Welcome to Sportsthodoxy, a home for yet more trenchant, incisive, witty commentary on the glorious diversion that is the world of sports.
Now you may be asking yourself "Why, pray tell, does the world need another snarky sports blog, much less one without a specific raison d'etre?" After all, there are plenty of sportsblog niches left. Nobody's covering the first through fourth innings of the Carolina Mudcats' home games, for example. Or Duke football highlights (a short blog, admittedly). Or, well, you get the idea. But there are a host, nay, a plethora of sports blogs that deign to comment on everything. Whether this is a result of a truly renaissance approach to sports coverage, a lack of focus on other bloggers' parts, or simply the "ooh, shiny!" principle is irrelevant. This blog is going to exist because, while there may be other sports blogs out there that are well-written, insightful, funny, thought-provoking, and superb, they all have in common one thing:
Someone else is writing them. And that, sadly enough, is enough reason to add yet another to the fray.
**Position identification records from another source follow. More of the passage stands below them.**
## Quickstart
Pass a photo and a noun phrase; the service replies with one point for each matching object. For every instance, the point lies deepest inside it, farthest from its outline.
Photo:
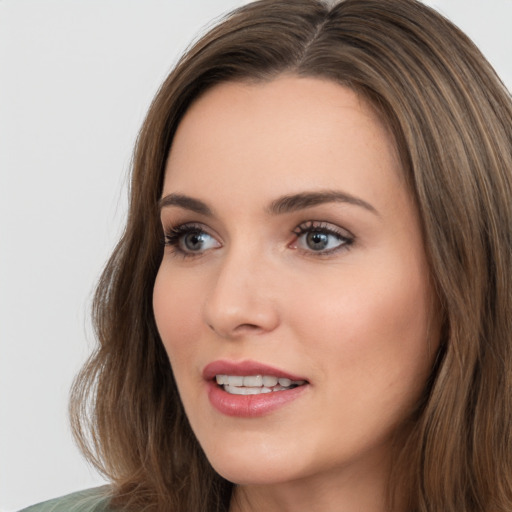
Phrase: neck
(344, 490)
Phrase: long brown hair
(452, 122)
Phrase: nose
(241, 300)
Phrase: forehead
(280, 136)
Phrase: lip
(248, 406)
(225, 367)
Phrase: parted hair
(451, 118)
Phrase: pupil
(317, 241)
(194, 241)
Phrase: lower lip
(251, 406)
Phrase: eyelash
(173, 237)
(345, 238)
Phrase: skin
(355, 322)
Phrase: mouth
(251, 389)
(255, 384)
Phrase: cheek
(371, 330)
(177, 315)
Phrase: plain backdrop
(76, 77)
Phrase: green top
(90, 500)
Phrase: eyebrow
(284, 204)
(185, 202)
(294, 202)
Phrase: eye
(321, 237)
(190, 240)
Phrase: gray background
(76, 77)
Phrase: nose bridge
(240, 297)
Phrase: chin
(255, 465)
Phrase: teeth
(240, 390)
(269, 381)
(255, 384)
(253, 381)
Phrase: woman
(309, 306)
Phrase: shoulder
(90, 500)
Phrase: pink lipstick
(250, 389)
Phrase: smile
(255, 384)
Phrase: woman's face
(293, 253)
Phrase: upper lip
(243, 368)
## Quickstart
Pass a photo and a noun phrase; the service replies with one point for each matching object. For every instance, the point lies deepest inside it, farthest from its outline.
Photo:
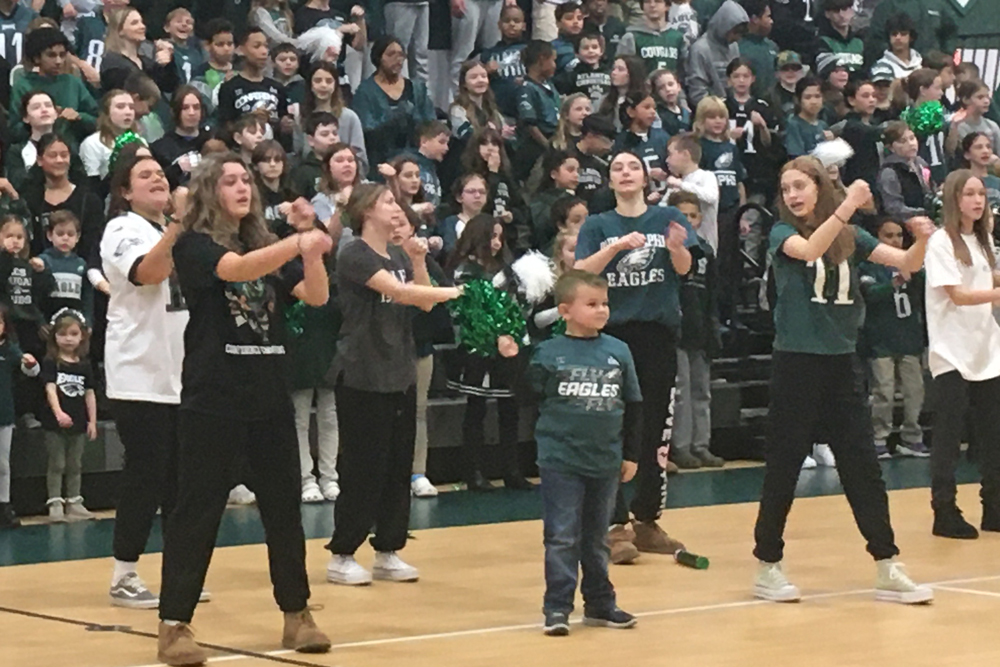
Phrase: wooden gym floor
(479, 598)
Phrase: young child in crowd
(481, 254)
(696, 346)
(218, 67)
(674, 118)
(72, 415)
(590, 74)
(893, 333)
(805, 130)
(588, 443)
(537, 106)
(11, 358)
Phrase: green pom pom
(484, 313)
(925, 119)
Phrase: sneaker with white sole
(130, 592)
(330, 489)
(823, 456)
(241, 495)
(421, 487)
(311, 492)
(915, 449)
(894, 585)
(390, 567)
(772, 584)
(346, 571)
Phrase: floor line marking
(530, 626)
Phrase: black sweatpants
(808, 390)
(377, 435)
(149, 479)
(654, 350)
(210, 448)
(952, 397)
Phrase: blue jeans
(576, 512)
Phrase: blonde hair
(562, 139)
(710, 107)
(828, 198)
(204, 210)
(981, 228)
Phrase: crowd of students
(228, 191)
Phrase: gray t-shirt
(376, 351)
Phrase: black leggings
(148, 432)
(210, 448)
(953, 396)
(377, 435)
(654, 350)
(808, 390)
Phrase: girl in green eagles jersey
(817, 378)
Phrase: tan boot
(302, 635)
(177, 646)
(623, 551)
(649, 537)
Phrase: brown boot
(649, 537)
(623, 551)
(177, 646)
(302, 634)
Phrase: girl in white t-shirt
(963, 353)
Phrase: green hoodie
(67, 92)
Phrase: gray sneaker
(131, 592)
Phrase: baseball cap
(881, 72)
(789, 59)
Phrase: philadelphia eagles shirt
(642, 283)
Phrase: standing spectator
(757, 48)
(408, 21)
(712, 53)
(474, 24)
(390, 106)
(126, 33)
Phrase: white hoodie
(900, 69)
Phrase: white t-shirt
(144, 346)
(962, 338)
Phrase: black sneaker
(556, 624)
(948, 522)
(614, 618)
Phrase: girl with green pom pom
(480, 255)
(926, 118)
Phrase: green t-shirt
(584, 384)
(819, 308)
(642, 283)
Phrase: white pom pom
(534, 275)
(836, 152)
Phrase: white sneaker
(772, 584)
(894, 585)
(390, 567)
(421, 487)
(241, 495)
(311, 492)
(330, 488)
(346, 571)
(823, 456)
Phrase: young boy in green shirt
(588, 434)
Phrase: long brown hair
(981, 228)
(204, 210)
(827, 200)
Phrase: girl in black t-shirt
(72, 415)
(235, 277)
(375, 376)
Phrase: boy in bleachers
(894, 336)
(699, 339)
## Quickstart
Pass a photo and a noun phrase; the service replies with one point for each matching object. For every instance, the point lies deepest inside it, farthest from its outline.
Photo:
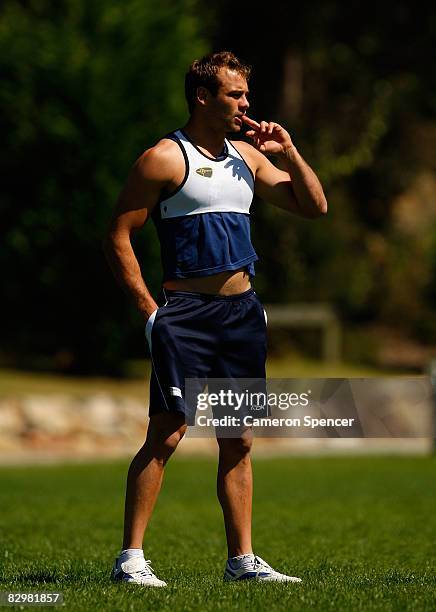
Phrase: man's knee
(165, 431)
(236, 446)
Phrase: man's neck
(205, 136)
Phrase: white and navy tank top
(204, 225)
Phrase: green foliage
(86, 87)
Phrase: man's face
(231, 102)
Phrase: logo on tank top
(207, 172)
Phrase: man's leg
(145, 475)
(235, 491)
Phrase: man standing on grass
(197, 186)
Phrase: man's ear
(203, 95)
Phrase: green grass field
(359, 531)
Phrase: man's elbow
(319, 208)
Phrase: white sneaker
(252, 567)
(135, 571)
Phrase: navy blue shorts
(201, 336)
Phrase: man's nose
(244, 103)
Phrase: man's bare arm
(297, 188)
(149, 175)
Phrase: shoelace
(148, 570)
(259, 564)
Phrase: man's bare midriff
(224, 283)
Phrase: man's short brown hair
(203, 73)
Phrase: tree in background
(355, 85)
(86, 87)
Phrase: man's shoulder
(248, 152)
(160, 158)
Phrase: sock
(238, 561)
(130, 553)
What you will find here, then, is a mixed bag. Some of it will be vaguely stat-oriented. Some of it will be humorous. Some of it may be written in best faux-Hemingway style. Hopefully, most of it will be grammatically correct, spelled appropriately, and written in a way so as to make for pleasurable reading. It will cover whatever is drawing the ire or attention of those who write here at the moment, and beyond that, I can promise nothing except a best effort and a willing hand. Well, that and some really obscure subreferences, but you knew that was coming.